BatsResearch / csp

Learning to compose soft prompts for compositional zero-shot learning.
BSD 3-Clause "New" or "Revised" License
83 stars 6 forks source link

Why do you use argmax() to find the eos token #8

Closed gulzainali98 closed 2 years ago

gulzainali98 commented 2 years ago

eos_idx = tokenized[idx].argmax() this gives me index number 3 on my custom words while using context length 16.


eos_idx = int(self.token_ids[0].argmax())
soft_embeddings = self.attr_dropout(self.soft_embeddings)
token_tensor[:, eos_idx - 2, :] = soft_embeddings[
    attr_idx
].type(self.clip_model.dtype)
token_tensor[:, eos_idx - 1, :] = soft_embeddings[
    obj_idx + self.offset
].type(self.clip_model.dtype)

How can you say that eos_idx-1 would be attribute and eos_idx-2 will be the place for object embedding in context length 8? What if i want another word in in between attribute and object? i.e 'a photo of car with wet look'. How would i manage to do replacement then?
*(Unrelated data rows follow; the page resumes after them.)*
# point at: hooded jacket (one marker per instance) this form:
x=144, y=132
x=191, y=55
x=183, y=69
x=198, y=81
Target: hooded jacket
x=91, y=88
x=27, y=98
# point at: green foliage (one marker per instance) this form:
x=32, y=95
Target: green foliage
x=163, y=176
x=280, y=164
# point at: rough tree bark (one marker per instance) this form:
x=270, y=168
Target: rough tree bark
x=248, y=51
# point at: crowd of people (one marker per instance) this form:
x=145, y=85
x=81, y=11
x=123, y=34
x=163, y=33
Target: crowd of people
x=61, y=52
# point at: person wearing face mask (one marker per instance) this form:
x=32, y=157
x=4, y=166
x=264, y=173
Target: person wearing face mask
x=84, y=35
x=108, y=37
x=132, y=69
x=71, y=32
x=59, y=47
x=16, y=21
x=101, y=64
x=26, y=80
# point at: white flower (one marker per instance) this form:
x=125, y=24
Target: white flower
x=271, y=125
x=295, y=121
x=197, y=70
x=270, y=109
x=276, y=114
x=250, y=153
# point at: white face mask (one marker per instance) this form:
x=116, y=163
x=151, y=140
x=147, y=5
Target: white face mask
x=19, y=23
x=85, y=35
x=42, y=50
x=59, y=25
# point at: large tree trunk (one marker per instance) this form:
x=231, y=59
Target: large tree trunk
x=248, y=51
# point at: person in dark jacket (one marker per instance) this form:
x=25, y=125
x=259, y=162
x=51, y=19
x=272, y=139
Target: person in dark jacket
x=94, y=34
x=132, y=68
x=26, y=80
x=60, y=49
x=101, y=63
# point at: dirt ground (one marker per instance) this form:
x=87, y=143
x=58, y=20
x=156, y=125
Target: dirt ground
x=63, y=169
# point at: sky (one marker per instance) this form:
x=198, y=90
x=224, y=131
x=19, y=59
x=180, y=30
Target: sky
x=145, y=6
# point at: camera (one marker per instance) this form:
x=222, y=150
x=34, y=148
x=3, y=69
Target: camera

nihalnayak commented 2 years ago

You bring up a good point. We assume the class names will be of the form <attribute> <object> in the compositional zero-shot learning task. But, our framework can be easily adapted to a more generalized setting as well.

Tokenization in CLIP. We use the clip tokenizer to build token ids for our prompt, i.e. the tokenizer converts tokens to ids. For example, if you tokenize the prompt a photo of car with wet look, you will get the following output:

In [3]: clip.tokenize("a photo of car with wet look", context_length=10)
Out[3]: tensor([[49406,   320,  1125,   539,  1615,   593,  6682,  1012, 49407,     0]])

where 49406 corresponds to the start token, 49407 corresponds to the end token, and 0 corresponds to the padding. You can play around with the context_length to add more padding. A smaller context_length creates a smaller attention mask in the clip architecture, which saves memory during training and testing. But, if the context_length is too small then it might throw an error that the input prompt is too long for the context length.

Extension. To extend our framework to your setting, you could have a map for the token id 1615 which corresponds to car to a custom token or learned representation, and replace them in your token_tensor.

Tip: Keep in mind that sometimes words split into subwords that might not correspond to a 1:1 mapping. For example, the word compositional corresponds to the token ids 7783, 760, 918,. You might need a heuristic to deal with these corner cases.

I hope this helps! Good luck!